Это заставляет предположить, что обвинение имело произвольный и обдуманный характер и что толчком к началу процесса послужили личная ненависть
А вот несколько иной случай: вор признается в краже шерсти в присутствии спрятавшихся свидетелей. В качестве компенсации вор соглашается признать огромный долг, с которым ему удастся расплатиться только годами верной службы. Тем самым и попавший в ловушку преступник, и свидетели становятся соучастниками. Будучи повязаны вместе, они, с минимальными предосторожностями, могут посвящать друг друга в домашние тайны и грязные секреты, поскольку своего рода солидарность им уже обеспечена.
Итак, некоторые типы солидарности, тайного соучастия и в конечном счете приватности образуются отнюдь не благодаря общей воле или естественной сплоченности. Правовые гарантии и угрозы становятся инструментами создания и укрепления связей между людьми, которых не объединяет дружба или соседство: они возникают как извращенное следствие самой системы законности. Это особый и, безусловно, непредвиденный результат делегирования власти ради установления общей ответственности. Коль скоро на каждую семью, деловое предприятие и общину возложена обязанность поддержания внутреннего порядка и уплаты налогов, то необходимость сообща отвечать за управленческие ошибки (порой диктуемая не столько страхом, сколько чувством чести, которое заложено в понимании ответственности) порождает некий корпоративный дух, который сводит вместе людей, не испытывающих взаимной симпатии, хотя соперничество должно было бы их не столько объединять, сколько разъединять. Когда в доме сборщика налогов огонь из каминной трубы перекидываются на крышу, то окрестные жители сбегаются на тушение пожара с ведрами и лестницами: это та взаимопомощь, к которой обязывает соседство просто в силу общности интересов. Тут нет ни малейшего намека на любовь к ближнему — все знают, что в таких случаях на имущество сборщика накладывается секвестр, чтобы казна получила положенную сумму. В счет этого долга пойдет все, что будет спасено от огня, и сборщик в любом случае окажется гол как сокол. «Только бы хватило!» — думают добрые люди; иначе нехватка будет записана за общиной, которая уже уплатила требуемый налог, и тогда его придется собирать по второму разу. Эта система коллективной ответственности — привычная, но отнюдь не добровольно выбранная — дает одну выгоду: правосудие часто готово не искать всех ответственных и обрушивается лишь на главу семьи, хозяина мастерской, председателя судебной палаты или синдика.

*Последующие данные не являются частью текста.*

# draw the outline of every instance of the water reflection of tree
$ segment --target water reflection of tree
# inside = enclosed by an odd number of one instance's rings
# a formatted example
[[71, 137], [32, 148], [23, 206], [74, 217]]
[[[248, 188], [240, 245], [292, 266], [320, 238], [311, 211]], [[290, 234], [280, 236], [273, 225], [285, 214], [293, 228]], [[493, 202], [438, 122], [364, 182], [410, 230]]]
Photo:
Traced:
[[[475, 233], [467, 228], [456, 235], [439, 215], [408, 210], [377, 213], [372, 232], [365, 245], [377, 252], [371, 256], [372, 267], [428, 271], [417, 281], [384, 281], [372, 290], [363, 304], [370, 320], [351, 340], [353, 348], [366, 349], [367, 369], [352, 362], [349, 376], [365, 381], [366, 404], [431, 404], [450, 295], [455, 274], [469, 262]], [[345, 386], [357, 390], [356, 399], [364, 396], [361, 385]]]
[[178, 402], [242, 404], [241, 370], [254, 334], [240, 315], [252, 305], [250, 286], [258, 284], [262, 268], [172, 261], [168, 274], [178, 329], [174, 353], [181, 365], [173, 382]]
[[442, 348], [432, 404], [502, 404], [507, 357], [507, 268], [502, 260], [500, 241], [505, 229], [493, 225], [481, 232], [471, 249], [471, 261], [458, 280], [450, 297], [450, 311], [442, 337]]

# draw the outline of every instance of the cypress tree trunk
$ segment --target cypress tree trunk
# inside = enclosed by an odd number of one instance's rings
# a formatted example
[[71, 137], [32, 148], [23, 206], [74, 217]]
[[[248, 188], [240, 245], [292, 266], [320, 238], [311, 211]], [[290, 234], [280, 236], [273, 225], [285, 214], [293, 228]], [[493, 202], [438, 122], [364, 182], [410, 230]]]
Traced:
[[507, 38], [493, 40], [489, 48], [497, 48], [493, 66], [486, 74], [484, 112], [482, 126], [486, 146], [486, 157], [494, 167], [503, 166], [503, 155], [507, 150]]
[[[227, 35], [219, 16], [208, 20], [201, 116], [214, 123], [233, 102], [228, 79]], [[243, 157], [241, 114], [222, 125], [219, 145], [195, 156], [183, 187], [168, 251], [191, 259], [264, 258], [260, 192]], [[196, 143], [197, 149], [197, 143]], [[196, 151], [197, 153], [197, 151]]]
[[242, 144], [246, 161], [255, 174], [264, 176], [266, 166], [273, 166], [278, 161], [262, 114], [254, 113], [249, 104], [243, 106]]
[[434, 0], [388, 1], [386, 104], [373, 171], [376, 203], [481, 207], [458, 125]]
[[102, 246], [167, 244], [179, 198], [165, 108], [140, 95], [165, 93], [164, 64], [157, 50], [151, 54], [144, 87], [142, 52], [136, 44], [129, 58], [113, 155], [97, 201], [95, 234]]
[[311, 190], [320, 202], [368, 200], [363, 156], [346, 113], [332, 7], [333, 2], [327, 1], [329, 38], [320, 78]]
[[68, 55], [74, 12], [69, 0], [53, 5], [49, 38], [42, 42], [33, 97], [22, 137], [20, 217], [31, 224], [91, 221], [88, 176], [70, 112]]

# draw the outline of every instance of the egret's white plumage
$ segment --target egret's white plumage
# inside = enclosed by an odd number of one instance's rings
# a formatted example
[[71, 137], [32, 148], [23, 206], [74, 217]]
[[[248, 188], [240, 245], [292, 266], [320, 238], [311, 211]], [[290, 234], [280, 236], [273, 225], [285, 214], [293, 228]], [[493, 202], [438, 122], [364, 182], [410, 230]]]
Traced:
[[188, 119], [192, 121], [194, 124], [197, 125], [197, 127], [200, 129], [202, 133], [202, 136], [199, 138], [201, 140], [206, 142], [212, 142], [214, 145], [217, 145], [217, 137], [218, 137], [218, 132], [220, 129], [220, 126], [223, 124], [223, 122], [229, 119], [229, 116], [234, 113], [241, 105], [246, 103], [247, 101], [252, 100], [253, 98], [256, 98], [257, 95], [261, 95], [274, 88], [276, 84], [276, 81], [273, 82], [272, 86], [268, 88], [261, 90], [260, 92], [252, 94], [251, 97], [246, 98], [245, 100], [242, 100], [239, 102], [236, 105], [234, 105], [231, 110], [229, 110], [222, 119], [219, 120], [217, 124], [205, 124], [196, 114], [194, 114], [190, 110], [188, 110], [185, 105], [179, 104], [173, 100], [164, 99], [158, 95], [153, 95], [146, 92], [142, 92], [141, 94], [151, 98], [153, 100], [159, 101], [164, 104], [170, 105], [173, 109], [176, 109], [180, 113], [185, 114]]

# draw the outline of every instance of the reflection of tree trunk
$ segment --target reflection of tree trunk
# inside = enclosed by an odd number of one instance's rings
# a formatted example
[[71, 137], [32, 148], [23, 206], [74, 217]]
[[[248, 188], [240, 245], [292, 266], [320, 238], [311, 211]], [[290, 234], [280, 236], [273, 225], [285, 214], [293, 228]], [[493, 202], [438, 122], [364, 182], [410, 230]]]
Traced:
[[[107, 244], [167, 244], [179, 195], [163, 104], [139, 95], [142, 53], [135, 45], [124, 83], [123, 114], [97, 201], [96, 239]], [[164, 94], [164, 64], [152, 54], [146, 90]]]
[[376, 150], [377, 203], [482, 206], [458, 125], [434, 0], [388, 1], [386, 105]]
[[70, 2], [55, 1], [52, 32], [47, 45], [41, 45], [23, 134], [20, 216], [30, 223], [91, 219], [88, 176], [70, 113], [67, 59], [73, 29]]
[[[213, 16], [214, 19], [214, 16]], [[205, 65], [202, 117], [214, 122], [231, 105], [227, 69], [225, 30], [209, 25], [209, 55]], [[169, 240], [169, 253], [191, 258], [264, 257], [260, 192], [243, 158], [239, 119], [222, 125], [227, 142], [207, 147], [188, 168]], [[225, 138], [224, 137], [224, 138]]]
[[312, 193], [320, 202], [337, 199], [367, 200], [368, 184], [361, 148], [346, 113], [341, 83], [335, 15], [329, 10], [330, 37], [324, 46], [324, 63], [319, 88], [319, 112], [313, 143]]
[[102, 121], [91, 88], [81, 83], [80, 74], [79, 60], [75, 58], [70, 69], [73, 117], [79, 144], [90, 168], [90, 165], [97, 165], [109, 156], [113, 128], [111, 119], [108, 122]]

Замутненное око правосудия
Из социальной ткани выдирались клочки; это не грозило серьезными зияниями и повреждениями, но, однако, потрясения такого рода ощущались всеми и были предметом общих опасений. Приватные организации заслужили такое название не только потому, что их надо было как–то отличать от публичных, но и в силу того, что за их ресурсами и пристрастиями (в широком смысле слова) даже тогда, когда они поддерживали чисто публичные функции, скрывались приватные чувства и мотивации. Искусство политики состояло в том, чтобы умножать контролируемые сочетания такого рода слабых средств.
Интеграция разнородных сил и диспозиций требовала серьезных усилий и не способствовала комфорту или игровой легкости. Неслучайно термин «сообщник», этимологически указывающий на доверительные отношения, используется исключительно в негативном смысле.
Пределы этой неоднозначной толерантности к приватной сфере отчетливо проявляются в случае судебных слушаний первой инстанции, где судья в значительной степени остается пленником тех узких представлений, которые свойственны его среде. Показания свидетелей во многом диктуются семейными или клановыми отношениями, клиентелизмом или сугубо местными интересами. Каждая сторона располагает своим набором надежных очевидцев (иногда, впрочем, действующих по принуждению), с которыми заранее подготавливается правдоподобный и, естественно, выгодный для себя рассказ о произошедшем, включая осторожные отклонения от реальности. Конечно, дело не обходится без торгов и, уже по ходу процесса, без неверных шагов, поскольку многие не решаются на очевидную ложь и пытаются обеспечить себе возможные пути к отступлению. Поэтому редко бывает, чтобы апелляция не приносила плодов: знакомясь с материалами дела, судья высшей инстанции без труда замечает колебания и неуверенность свидетелей и трезво оценивает представленные факты. Даже в условиях домашней тирании было трудно добиться полного послушания от всех домочадцев, и самые обездоленные должники пытались избежать возможных последствий откровенной лжи. Такие приватные сговоры бывали удачными благодаря сильной семейственности и иерархичности отношений, но часто они приводили лишь к частичному успеху или к полному поражению. В результате — горечь и взаимное недоверие, показывающие, что такое сообщничество основывалось в значительной мере на тягостном принуждении.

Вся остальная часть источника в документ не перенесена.